Published online by Cambridge University Press: 05 June 2012
‘Finance’ is one of the fastest developing areas in the modern banking and corporate world. This, together with the sophistication of modern financial products, provides a rapidly growing impetus for new mathematical models and modern mathematical methods; the area is an expanding source for novel and relevant ‘real-world’ mathematics. The demand from financial institutions for well-qualified mathematicians is substantial, and there is a corresponding need for professional training of existing staff. Since 1992 the authors of this book have, in response, given graduate and undergraduate level courses on the subject. We have also organised a series of professional development courses for practitioners, held in Oxford and New York, with the assistance of Oxford University's Department for Continuing Education and the Oxford Centre for Industrial and Applied Mathematics. The material and notes from these courses became a book, Option Pricing: Mathematical Models and Computation, an advanced yet accessible account of applied and numerical techniques in the area of derivatives pricing.
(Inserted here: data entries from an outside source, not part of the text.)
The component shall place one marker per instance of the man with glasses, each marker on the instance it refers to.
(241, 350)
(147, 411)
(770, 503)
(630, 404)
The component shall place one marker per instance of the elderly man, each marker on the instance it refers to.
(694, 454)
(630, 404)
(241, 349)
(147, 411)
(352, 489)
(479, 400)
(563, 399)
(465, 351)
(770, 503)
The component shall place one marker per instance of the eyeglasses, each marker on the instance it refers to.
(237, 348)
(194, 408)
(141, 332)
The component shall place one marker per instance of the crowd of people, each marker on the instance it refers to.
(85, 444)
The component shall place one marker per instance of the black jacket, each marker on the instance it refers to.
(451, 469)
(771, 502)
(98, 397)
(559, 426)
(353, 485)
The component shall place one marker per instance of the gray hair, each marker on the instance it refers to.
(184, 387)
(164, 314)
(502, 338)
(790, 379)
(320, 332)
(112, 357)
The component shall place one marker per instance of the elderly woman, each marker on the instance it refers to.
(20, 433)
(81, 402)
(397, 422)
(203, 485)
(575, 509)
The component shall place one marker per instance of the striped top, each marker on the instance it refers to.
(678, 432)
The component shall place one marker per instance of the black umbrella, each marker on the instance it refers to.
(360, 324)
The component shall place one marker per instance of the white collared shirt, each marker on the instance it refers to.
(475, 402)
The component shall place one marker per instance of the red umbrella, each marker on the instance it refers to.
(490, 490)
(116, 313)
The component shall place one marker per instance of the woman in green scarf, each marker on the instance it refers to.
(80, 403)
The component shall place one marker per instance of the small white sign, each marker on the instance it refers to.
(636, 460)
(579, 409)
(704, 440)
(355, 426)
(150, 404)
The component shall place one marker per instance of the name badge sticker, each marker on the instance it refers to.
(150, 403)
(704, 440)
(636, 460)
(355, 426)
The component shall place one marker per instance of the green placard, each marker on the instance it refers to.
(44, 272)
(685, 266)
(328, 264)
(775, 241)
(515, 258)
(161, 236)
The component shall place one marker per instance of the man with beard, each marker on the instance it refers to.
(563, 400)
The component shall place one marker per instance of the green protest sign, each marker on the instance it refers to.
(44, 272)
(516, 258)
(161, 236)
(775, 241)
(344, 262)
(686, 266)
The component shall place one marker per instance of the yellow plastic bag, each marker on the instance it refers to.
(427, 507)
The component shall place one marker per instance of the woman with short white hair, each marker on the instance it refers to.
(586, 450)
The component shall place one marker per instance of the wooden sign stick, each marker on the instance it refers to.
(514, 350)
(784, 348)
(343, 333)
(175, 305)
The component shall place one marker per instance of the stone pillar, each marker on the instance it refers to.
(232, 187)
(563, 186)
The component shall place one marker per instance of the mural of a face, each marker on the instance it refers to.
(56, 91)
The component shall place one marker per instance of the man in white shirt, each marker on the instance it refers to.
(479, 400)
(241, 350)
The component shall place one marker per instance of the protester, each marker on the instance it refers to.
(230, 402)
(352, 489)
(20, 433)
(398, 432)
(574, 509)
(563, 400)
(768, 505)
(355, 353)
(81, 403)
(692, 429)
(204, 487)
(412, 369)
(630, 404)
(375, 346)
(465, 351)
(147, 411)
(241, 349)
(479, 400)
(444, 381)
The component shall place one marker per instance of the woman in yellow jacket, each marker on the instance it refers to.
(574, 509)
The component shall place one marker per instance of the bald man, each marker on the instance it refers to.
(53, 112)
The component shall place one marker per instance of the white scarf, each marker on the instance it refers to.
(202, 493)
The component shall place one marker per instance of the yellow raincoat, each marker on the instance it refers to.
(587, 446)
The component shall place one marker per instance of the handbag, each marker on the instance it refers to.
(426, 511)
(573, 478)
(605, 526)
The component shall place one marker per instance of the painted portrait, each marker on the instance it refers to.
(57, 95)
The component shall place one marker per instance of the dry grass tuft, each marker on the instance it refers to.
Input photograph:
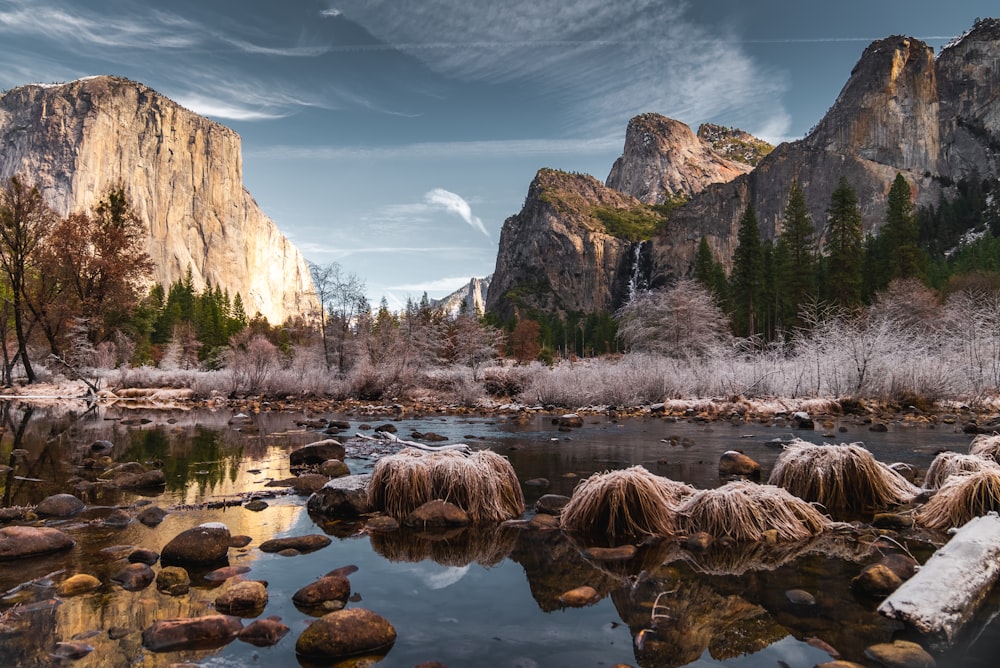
(948, 463)
(961, 498)
(482, 484)
(843, 477)
(747, 512)
(625, 503)
(986, 445)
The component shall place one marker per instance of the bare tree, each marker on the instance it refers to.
(341, 297)
(682, 321)
(25, 221)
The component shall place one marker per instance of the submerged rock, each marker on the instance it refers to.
(330, 592)
(346, 633)
(200, 546)
(81, 583)
(170, 635)
(314, 454)
(264, 632)
(243, 599)
(307, 543)
(60, 505)
(173, 581)
(346, 497)
(18, 542)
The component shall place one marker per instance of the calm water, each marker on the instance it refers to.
(485, 597)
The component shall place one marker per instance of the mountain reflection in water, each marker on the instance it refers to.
(484, 596)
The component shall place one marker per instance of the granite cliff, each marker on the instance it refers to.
(183, 172)
(933, 120)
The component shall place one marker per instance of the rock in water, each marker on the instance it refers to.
(171, 635)
(18, 542)
(346, 633)
(201, 546)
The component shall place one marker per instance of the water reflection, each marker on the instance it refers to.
(472, 596)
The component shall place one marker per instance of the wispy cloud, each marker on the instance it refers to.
(447, 150)
(454, 203)
(603, 61)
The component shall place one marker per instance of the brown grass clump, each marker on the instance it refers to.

Following the success of Option Pricing among financial practitioners, we have written this student-oriented version as an introduction to the subject. Our aim in The Mathematics of Financial Derivatives: A Student Introduction is to introduce the principles in a clear and readable way while leaving the more advanced topics and detailed practicalities, especially numerical issues, to the earlier book.
In what follows we describe the modelling of financial derivative products from an applied mathematician's viewpoint, from modelling through analysis to elementary computation.